# Alpine 7905 demo video



## Robb (Dec 5, 2008)

My 7905 Full refurbed by Jeff Priddy


----------



## Mr12voltwires (Feb 1, 2010)

Congratulations. I installed those when they were new. Nothing today can touch that old stuff.


----------



## Robb (Dec 5, 2008)

Mr12voltwires said:


> Congratulations. I installed those when they were new. Nothing today can touch that old stuff.


Uploaded another video


----------



## miniSQ (Aug 4, 2009)

i miss the excitement of alpine, clarion and eclipse headunits.


----------



## ckirocz28 (Nov 29, 2017)

Robb said:


> My 7905 Full refurbed by Jeff Priddy


Ahhh, the good old days! Those frosted, green lit buttons are iconic, you just need an eq to go with that.


----------



## Robb (Dec 5, 2008)

ckirocz28 said:


> Ahhh, the good old days! Those frosted, green lit buttons are iconic, you just need an eq to go with that.


No EQ needed


----------



## Fish Chris 2 (Dec 18, 2019)

Robb said:


> My 7905 Full refurbed by Jeff Priddy


I had an Alpine 7905 ☺ First person in my town of about 80K people at the time, to have a CD player in my vehicle. It was great unit, other than it skipped from the bass hitting on certain notes.


----------



## ckirocz28 (Nov 29, 2017)

Robb said:


> No EQ needed


For the complete old school Alpine coolness, not for sq.


----------



## SUX 2BU (Oct 27, 2008)

Very nice. I remember a lot of 7903's and 7904's from back in the day. If memory serves, the 03 was the amplified version of the 7905 you have.


----------



## Robb (Dec 5, 2008)

SUX 2BU said:


> Very nice. I remember a lot of 7903's and 7904's from back in the day. If memory serves, the 03 was the amplified version of the 7905 you have.
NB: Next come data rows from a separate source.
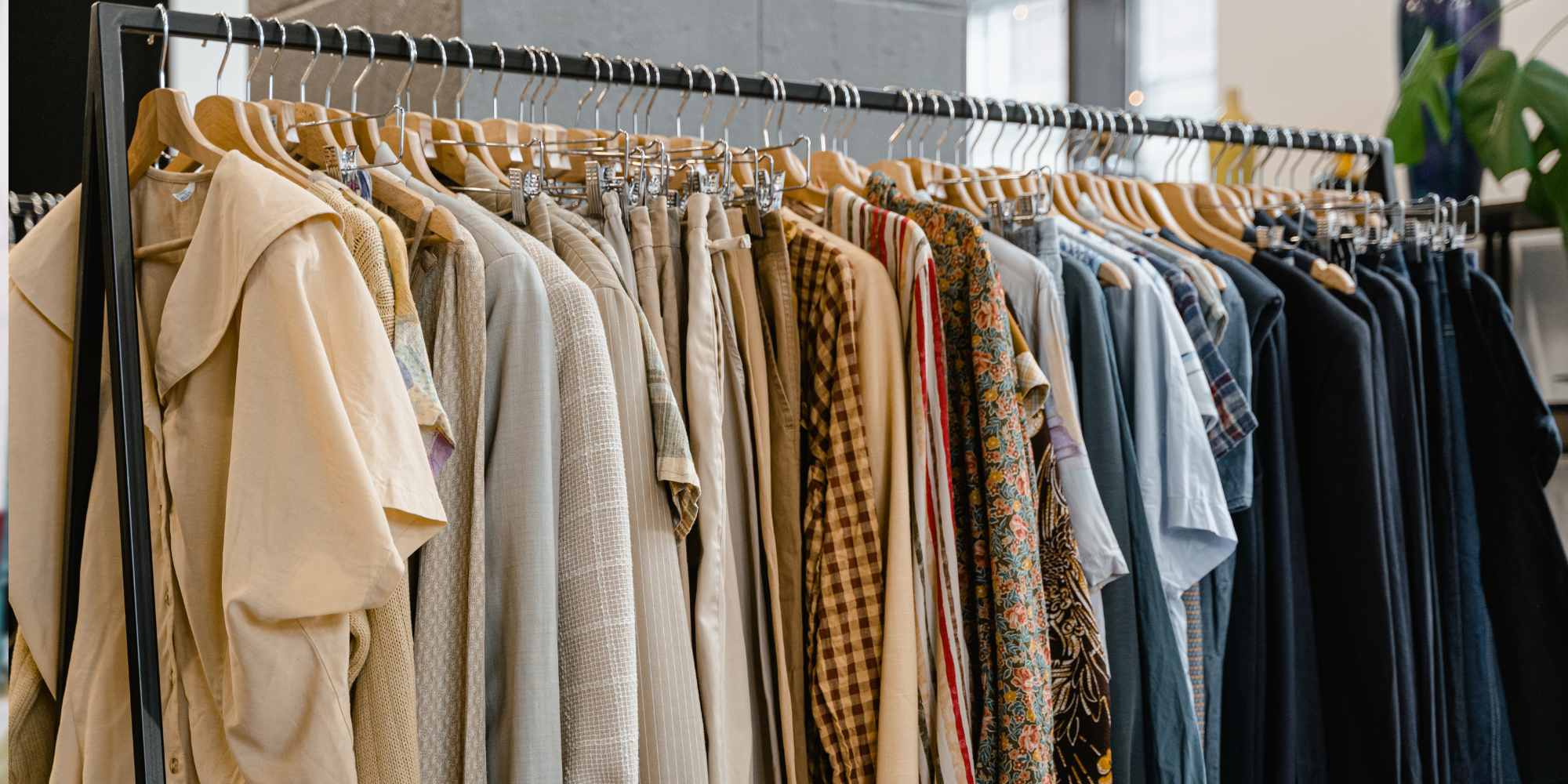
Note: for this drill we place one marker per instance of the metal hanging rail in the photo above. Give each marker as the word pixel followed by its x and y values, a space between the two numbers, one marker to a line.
pixel 107 275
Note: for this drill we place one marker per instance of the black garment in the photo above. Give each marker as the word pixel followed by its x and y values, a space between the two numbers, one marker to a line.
pixel 1525 573
pixel 1272 719
pixel 1410 462
pixel 1332 390
pixel 1103 421
pixel 1410 763
pixel 1481 747
pixel 1392 264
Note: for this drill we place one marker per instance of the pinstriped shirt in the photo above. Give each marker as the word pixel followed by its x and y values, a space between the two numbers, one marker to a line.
pixel 843 550
pixel 995 499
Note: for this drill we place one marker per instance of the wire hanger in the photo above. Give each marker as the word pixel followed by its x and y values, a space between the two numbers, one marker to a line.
pixel 471 132
pixel 225 122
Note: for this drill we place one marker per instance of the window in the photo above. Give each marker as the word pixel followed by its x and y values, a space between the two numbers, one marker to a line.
pixel 1015 51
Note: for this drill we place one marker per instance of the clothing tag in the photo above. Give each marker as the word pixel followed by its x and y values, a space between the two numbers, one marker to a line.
pixel 730 244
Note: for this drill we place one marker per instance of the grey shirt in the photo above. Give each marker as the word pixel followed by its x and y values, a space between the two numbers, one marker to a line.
pixel 523 429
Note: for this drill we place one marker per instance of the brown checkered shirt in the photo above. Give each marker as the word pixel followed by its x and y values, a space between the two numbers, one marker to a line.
pixel 843 550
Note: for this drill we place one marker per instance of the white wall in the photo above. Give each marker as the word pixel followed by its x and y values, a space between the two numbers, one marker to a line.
pixel 1334 64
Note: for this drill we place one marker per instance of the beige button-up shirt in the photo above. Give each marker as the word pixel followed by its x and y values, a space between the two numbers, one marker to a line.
pixel 286 479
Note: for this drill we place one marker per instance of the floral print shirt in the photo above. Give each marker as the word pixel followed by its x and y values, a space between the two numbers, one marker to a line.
pixel 995 499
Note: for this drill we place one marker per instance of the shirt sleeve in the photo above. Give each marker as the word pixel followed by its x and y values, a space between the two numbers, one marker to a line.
pixel 330 490
pixel 328 493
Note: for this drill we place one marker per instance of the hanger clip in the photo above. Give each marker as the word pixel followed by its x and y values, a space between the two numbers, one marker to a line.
pixel 1001 216
pixel 768 194
pixel 524 186
pixel 700 181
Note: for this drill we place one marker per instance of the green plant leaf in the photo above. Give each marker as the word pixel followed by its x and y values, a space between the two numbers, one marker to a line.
pixel 1492 107
pixel 1423 87
pixel 1548 195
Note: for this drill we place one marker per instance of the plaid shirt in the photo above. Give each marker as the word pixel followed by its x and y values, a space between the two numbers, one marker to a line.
pixel 943 677
pixel 843 548
pixel 1236 416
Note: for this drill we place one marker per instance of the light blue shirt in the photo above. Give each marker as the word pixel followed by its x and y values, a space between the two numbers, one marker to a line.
pixel 1180 485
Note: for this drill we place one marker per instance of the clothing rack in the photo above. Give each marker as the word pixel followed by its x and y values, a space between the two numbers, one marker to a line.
pixel 107 272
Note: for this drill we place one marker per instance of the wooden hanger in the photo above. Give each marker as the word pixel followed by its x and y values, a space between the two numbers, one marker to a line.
pixel 413 156
pixel 959 194
pixel 321 148
pixel 466 129
pixel 164 120
pixel 1334 277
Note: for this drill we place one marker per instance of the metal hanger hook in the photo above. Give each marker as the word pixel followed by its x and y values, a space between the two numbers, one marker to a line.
pixel 735 106
pixel 283 42
pixel 354 92
pixel 1029 129
pixel 909 112
pixel 524 100
pixel 708 104
pixel 343 59
pixel 435 92
pixel 631 87
pixel 827 112
pixel 1001 128
pixel 592 87
pixel 468 76
pixel 953 117
pixel 545 103
pixel 261 49
pixel 771 106
pixel 164 57
pixel 686 95
pixel 314 56
pixel 501 54
pixel 653 93
pixel 849 126
pixel 402 87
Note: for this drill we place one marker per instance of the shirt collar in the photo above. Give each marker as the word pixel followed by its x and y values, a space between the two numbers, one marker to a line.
pixel 247 208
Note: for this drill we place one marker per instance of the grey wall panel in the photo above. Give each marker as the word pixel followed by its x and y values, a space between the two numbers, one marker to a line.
pixel 416 18
pixel 871 43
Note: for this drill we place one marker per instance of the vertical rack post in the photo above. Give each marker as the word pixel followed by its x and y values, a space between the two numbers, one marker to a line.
pixel 106 267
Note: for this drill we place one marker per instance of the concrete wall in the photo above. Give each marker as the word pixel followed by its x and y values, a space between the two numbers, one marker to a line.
pixel 873 43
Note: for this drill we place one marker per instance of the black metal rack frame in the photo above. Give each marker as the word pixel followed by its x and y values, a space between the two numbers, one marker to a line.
pixel 107 277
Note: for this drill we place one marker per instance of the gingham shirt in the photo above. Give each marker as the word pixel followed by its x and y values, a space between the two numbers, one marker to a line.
pixel 843 546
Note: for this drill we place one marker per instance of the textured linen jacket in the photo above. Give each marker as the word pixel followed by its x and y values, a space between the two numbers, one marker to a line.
pixel 288 484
thanks. I wonder how many are using 7905 in 2021 ? lol


----------



## SUX 2BU (Oct 27, 2008)

I would think extremely few, perhaps a handful. But people like us who like to still use the old stuff are still out there. I'm rockin' a pair of Alpine 3539s and 3523 amps (all circa 1988-89) and a 3656 crossover (1990ish). And until about a year ago, I was running a gold-letter Kicker C10 sub also, so again around 1990.


----------



## Robb (Dec 5, 2008)

Im probably the only 1 in Canada using a 7905 still


----------



## okrockon (Oct 4, 2021)

Robb said:


> My 7905 Full refurbed by Jeff Priddy





Robb said:


> Im probably the only 1 in Canada using a 7905 still





Robb said:


> Im probably the only 1 in Canada using a 7905 still


----------



## okrockon (Oct 4, 2021)

Hi folks, new to this .Had a motorhome in the 90s. Removed the sound system and stored it over 20 ago. Have unpacked and been thinking about what to do with this. Too much for my car or my aging ears. It consists of an Alpine 7905 deck, Alpine 3321 Eq, 2 Alpine 3525, 1 Alpine 3539, pairs of speakers/ Quart/ QM 19 HC, QM 100 MC, Qm 130 TC, QM 210 k, crossover/2/ QM 325 CS and a pair of gold letter 10'' KICKERS. Remembering disturbing the peace. Could I build the speakers into loudspeakers or would that be inappropriate for this collection. Anyone have have thoughts about a fair price point for any or all of components? I would like to make informed decisions and respect the quality from that time. Thanks


----------



## S.C. Robert1999 (Jul 11, 2016)

miniSQ said:


> i miss the excitement of alpine, clarion and eclipse headunits.


X2 I keep telling Alpine to go back to 80's green !!


----------



## S.C. Robert1999 (Jul 11, 2016)

Robb said:


> Uploaded another video



VERY NICE I had the 7903 in my mustang with the 3321 eq


----------